P1
Node NotReady — Kubernetes Troubleshooting Guide
Diagnose and fix a Kubernetes node in NotReady state. Covers kubelet health, container runtime, resource exhaustion, and node condition analysis.
15 min8 steps
Progress: 0/8 steps
0%
Check which nodes are NotReady and for how long.
kubectl get nodes -o wide
Expected: Nodes with STATUS 'NotReady'. AGE and VERSION columns help identify if it's a new or existing node.
Get detailed status conditions for the node.
kubectl describe node NODE_NAME | grep -A5 'Conditions:'
Expected: Look for MemoryPressure, DiskPressure, PIDPressure, or NetworkUnavailable set to True. Ready=False is the symptom, other conditions are the cause.
Look at recent events on the node.
kubectl describe node NODE_NAME | grep -A30 'Events:'
Expected: Events like 'NodeNotReady', 'ContainerGCFailed', or OOM events indicate the root cause.
Connect to the node directly to diagnose from inside.
ssh NODE_IP
Expected: Shell access to the node for local diagnostics.

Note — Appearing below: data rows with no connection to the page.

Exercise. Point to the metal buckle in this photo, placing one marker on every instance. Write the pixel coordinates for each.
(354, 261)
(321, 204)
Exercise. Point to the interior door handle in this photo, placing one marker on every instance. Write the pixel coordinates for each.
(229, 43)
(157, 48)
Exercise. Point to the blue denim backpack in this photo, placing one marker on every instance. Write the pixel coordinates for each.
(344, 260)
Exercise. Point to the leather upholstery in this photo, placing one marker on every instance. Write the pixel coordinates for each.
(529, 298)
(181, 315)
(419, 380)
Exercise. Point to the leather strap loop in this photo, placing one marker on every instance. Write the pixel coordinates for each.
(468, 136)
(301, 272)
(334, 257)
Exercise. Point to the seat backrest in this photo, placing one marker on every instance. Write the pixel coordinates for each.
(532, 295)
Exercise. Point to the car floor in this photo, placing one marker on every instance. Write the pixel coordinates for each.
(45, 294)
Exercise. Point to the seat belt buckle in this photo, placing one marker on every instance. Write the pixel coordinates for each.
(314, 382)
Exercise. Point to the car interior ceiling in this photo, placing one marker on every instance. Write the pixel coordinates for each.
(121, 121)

The kubelet is the primary node agent — if it's down, the node goes NotReady.
systemctl status kubelet && journalctl -u kubelet --since '10 minutes ago' --no-pager | tail -30
Expected: Kubelet should be 'active (running)'. Logs show why it might have failed.
Verify containerd/Docker is running on the node.
systemctl status containerd 2>/dev/null || systemctl status docker 2>/dev/null && crictl ps | head -10
Expected: Container runtime should be active. 'crictl ps' lists running containers on the node.
Resource exhaustion is the most common cause of NotReady.
df -h / /var/lib/kubelet /var/lib/containerd && echo '---' && free -h && echo '---' && uptime
Expected: Disk >85%, no available memory, or very high load average can all cause NotReady.
If the node resources are fine, restart kubelet.
systemctl restart kubelet && sleep 10 && kubectl get nodes | grep NODE_NAME
Expected: Node should return to 'Ready' status within 30-60 seconds.
Restarting kubelet will briefly disrupt pods on this node. Kube-proxy and CNI may also restart.